Fut écouté avec gravité le témoignage d’Herbert Traube, interné au Camp des Milles, dont la 2e évasion se fit d’un train parti des lieux mêmes de la cérémonie vers les camps de la mort, et sauvé par des « Justes » puis par des anonymes. Il évoqua le « contexte mêlant angoisse, désespoir, rage et impuissance devant l’arrestation et l’enfermement conduit par des autorités que nous pensions être en droit de considérer plutôt nos protecteurs que nos bourreaux… Les gens, tout en cherchant à se rassurer les uns les autres, se livrent à des conciliabules dont le questionnement final est toujours le même : que pouvons-nous faire ? …Ma conclusion : Ayons foi en l’Humanité, mais restons vigilants.»
Françoise Manen, fit alors la lecture d’un extrait du Journal du pasteur Manen « Juste des Nations », aumônier du Camp des Milles. Elle prononça les mots de son beau-père « La nuit est venue. C’est hallucinant. J’ai chronométré ; en trente secondes se décide maintenant le sort d’un homme ! Détresse, humiliation, dégoût, indignation, écœurement –infinie tristesse-. Des ruines –des vies piétinées- des tâches ineffaçables –des crimes inexpiables.»
Ecrits sur les lieux même de la déportation par le régime de Vichy, de plus de 2 000 hommes, femmes et enfants juifs du Camp des Milles vers Auschwitz via Drancy, en août et septembre 1942, ces mots résonnèrent avec force.
Les noms et âges de la centaine d’enfants et d’adolescents juifs déportés du Camp des Milles furent alors égrenés un à un dans le silence par une jeune fille à la voix frêle et émouvante.
Ce temps mémoriel se termina par la lecture des noms des «Justes» ayant agi en faveur des internés du Camp des Milles. Bertrand Manen, fils du Pasteur Manen rappela «que face au mal, il est possible d'agir au nom des valeurs de justice, de tolérance et d’humanité».
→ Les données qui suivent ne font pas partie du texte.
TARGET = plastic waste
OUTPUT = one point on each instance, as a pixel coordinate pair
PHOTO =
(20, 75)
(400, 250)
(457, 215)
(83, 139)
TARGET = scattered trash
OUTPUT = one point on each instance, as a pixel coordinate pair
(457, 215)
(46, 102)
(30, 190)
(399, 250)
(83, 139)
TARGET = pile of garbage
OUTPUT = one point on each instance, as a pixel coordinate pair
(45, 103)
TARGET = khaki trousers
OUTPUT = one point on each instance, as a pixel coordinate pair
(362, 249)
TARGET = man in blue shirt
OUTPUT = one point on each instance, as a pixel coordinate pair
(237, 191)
Puis les différents élus, hauts fonctionnaires et représentants d’associations déposèrent une gerbe au pied de la stèle. Cette année, une gerbe portée par Semi Szmulewicz, interné à 5 ans au Camp des Milles, Faye et Max Lazega enfants d’un interné des Milles, fut déposée au nom de tous les internés et déportés des Milles.
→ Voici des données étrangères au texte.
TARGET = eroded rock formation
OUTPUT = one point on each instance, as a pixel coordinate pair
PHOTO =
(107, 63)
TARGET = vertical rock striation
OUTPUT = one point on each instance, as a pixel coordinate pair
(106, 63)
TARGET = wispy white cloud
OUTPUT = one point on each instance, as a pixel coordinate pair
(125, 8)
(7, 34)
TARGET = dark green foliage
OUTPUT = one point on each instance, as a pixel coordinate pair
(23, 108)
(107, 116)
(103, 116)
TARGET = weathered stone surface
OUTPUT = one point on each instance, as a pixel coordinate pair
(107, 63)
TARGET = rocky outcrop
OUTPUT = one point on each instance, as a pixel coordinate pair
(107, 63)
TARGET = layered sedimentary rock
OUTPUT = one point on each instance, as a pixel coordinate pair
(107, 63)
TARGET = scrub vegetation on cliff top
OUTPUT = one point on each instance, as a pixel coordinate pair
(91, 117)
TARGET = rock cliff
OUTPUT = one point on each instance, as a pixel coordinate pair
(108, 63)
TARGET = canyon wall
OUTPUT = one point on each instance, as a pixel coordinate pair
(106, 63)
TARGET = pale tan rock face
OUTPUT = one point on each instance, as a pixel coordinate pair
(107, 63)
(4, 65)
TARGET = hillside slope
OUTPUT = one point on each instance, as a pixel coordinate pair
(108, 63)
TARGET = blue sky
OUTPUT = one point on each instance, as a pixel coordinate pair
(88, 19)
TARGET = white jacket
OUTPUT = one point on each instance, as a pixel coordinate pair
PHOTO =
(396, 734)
Alain Chouraqui, Président de la Fondation du Camp des Milles rappela avec force que «le Camp des Milles était un Vel d’Hiv du Sud, lieu de rassemblement des Juifs raflés pour être déportés durant l’été 1942. Mais un Vel d’Hiv sous autorité française, avant l’occupation allemande de la zone dite «libre». Il souligna que «l’attachement à la mémoire et aux leçons de l’histoire est avant tout destiné à préserver nos enfants et petits enfants de situations terribles dont ils peuvent être les victimes mais qui peuvent aussi les transformer en bourreaux ou en complices… La présence des familles d’internés et de Justes témoigne de la double transmission de l’expérience du pire et de l’expérience du meilleur de l’homme. Ce sont les repères forts que notre Site-mémorial souhaite apporter à ses visiteurs dans un monde marqué par les peurs, les crispations identitaires et les extrémismes.»
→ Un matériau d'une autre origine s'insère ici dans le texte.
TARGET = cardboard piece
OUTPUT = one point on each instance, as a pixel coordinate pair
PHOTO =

Dan Amiach, au nom de la Communauté juive d’Aix en Provence, rappela l’importance de la transmission des valeurs et affirma « grâce à cette transmission, le vivre ensemble est possible. Il s’agit de faire en sorte qu’à chaque instant de notre vie, on puisse partager avec l’Autre quelle que soit sa couleur, quelle que soit sa religion, quelles que soient ses convictions religieuses ou politiques, quel qu’il soit, partager avec lui, ne pas avoir peur de lui mais au contraire s’enrichir de lui. Ce lieu n’est pas un lieu communautaire. Il appartient à toute la société. »
Puis Sophie Joissains, Sénatrice des Bouches du Rhône rappela que «La Rafle du Vel d’hiv est le symbole de la perversion de toutes les valeurs de l’Etat et de la République. Ça a été l’ouverture de la cupidité, de l’avidité, de la méchanceté, de la bassesse humaine la plus terrible». Elle souligna que «cela été possible par le biais de la loi. Et c’est là que nous les élus, nous avons un devoir de vigilance extrême car c’est la loi qui a perverti les valeurs de la République française. Les valeurs de liberté, d’égalité et de fraternité.» Elle salua « les décennies d’efforts réalisés pour transformer ce lieu de souffrances en un lieu de conscience, bien nécessaire aujourd’hui.»
Enfin, Yves Lucchesi, au nom de l’Etat, lut le message de Monsieur Kader Arif, Ministre délégué auprès du Ministre de la Défense en charge des Anciens Combattants. « 1942 fut sans doute l’année la plus sombre de la seconde guerre mondiale. La pieuvre nazie s’étendait sur l’Europe, le régime de Vichy s’identifiait dans la collaboration, la politique anti-juive basculait dans la négation de l’autre… Parce que nous devons tirer les leçons de notre propre histoire, il est nécessaire aujourd’hui de poursuivre notre travail de mémoire… se faire un devoir de porter au quotidien, sans faiblesse, un message de tolérance, de fraternité et d’humanité.»
Cette cérémonie fut suivie par la remise officielle à la Fondation du Camp des Milles de lettres d'internés du Camp des Milles et d'œuvres réalisées par des artistes internés, rassemblées par l'Association Philatélique du Pays d'Aix. A l’heure où le site Mémorial va ouvrir ses portes au public après trente années de mobilisation et de combat pour la mémoire, c’est un travail précieux, discret et persévérant de l’Association Philatélique qui est remis à la Fondation du Camp des Milles.